As with his famous first novel, Calletania (1992), Centeno's characters are mostly drawn from the radical political underground of Venezuela's late XX century. Centeno is concerned with portraying how violence often ends up disintegrating revolutionary ideals. Not only has Venezuela become the most dangerous country in Latin America during the Chavista regime, but that violence has taken on a life of its own, well beyond the control of the government itself, despite its record-breaking high oil profits. El complot makes this violent atmosphere a central component of the novel and its protagonists.

One episode that addresses this phenomenon of the political and criminal violence that has engulfed Venezuela involves Manuela, a journalist who is investigating the failed assassination attempt. Recalling a colleague who was killed during a robbery, she muses on the plague that today affects all Venezuelans in some way, regardless of political affiliation:

"The journalist killed by a thief in a bar. A victim of the violence that had a thousand faces and none. A violence that flowed throughout the country. It wasn't social, or political, or religious, it was a violence without adjectives. Behind the violence there always remained the operators of the sinister plan, there is always a plan; the revolution will be born of confusion, it will be read between the lines, its coherence will emerge from anarchy, it will later impose a different and inevitable order."

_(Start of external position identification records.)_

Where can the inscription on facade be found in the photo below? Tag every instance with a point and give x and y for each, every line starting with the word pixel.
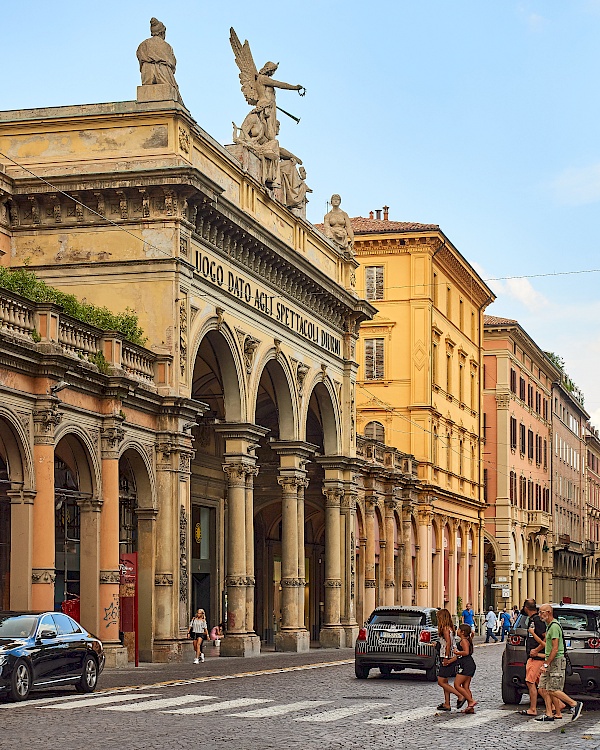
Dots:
pixel 252 294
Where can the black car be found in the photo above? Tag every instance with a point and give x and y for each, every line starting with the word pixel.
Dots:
pixel 581 628
pixel 397 638
pixel 46 649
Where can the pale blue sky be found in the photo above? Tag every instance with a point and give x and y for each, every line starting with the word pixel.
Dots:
pixel 481 116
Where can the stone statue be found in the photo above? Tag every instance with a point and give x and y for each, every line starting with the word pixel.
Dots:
pixel 258 86
pixel 338 226
pixel 156 58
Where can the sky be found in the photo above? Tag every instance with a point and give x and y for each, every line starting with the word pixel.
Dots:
pixel 481 116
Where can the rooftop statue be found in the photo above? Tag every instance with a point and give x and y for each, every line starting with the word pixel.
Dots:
pixel 258 86
pixel 338 226
pixel 156 58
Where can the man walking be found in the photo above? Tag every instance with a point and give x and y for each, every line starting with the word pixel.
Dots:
pixel 490 623
pixel 469 617
pixel 552 678
pixel 534 648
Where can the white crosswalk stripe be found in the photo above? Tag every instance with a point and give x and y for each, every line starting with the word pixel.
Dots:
pixel 101 700
pixel 262 713
pixel 531 725
pixel 404 717
pixel 342 713
pixel 222 706
pixel 466 721
pixel 161 703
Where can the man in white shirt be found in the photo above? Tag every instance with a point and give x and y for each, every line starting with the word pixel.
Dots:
pixel 490 623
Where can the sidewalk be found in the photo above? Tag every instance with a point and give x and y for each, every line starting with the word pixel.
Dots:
pixel 148 674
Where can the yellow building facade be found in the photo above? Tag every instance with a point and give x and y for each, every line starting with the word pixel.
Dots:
pixel 419 389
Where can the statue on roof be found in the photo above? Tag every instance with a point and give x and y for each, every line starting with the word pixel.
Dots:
pixel 338 227
pixel 258 86
pixel 156 58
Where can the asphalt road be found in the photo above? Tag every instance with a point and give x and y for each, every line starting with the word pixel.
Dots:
pixel 281 701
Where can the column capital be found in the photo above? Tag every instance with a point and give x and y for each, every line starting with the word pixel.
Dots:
pixel 46 417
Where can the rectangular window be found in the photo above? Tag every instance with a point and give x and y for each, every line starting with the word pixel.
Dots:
pixel 374 282
pixel 513 433
pixel 374 359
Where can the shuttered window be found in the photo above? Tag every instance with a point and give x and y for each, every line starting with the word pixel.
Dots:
pixel 374 359
pixel 374 282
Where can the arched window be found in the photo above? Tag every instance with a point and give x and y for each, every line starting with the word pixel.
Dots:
pixel 375 431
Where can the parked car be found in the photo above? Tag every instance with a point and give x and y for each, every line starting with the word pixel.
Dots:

Centeno is not the first to suggest the Chavista regime is allowing violent crime to surge in Venezuela as a tactical maneuver. By letting the nation be engulfed in violence and fear, the Chavista regime can then keep society distracted and paralyzed as it installs its dictatorial project. The problem with this tactic, of course, is that violence cannot always be controlled. One of the recurring motifs of El complot is the notion that revolution is equivalent to a religious faith, in the sense that the desired goal is never fully tangible. What happens to the individual on earth is merely a prelude to eventual utopia or spiritual redemption. Within this idea, the revolutionaries in Centeno's novel exist in ever-deepening circles of mistrust and paranoia. There are always betrayals and new alliances to be made within the multiple factions of revolutionary groups within the government and at its fringes. In this way, El complot is a realist novel, evoking a country that has been taken over by the most reactionary, violent and fundamentalist sectors of the "Jurassic left."

For those who read Spanish, Centeno talks about El complot in interviews at Ficción Breve Venezolana and La Prensa Literaria (Nicaragua). In December 2005 El Universal published an article ["Estética del realismo gótico"] on his most recent novel Bengala (Caracas: Grupo Editorial Norma, 2005).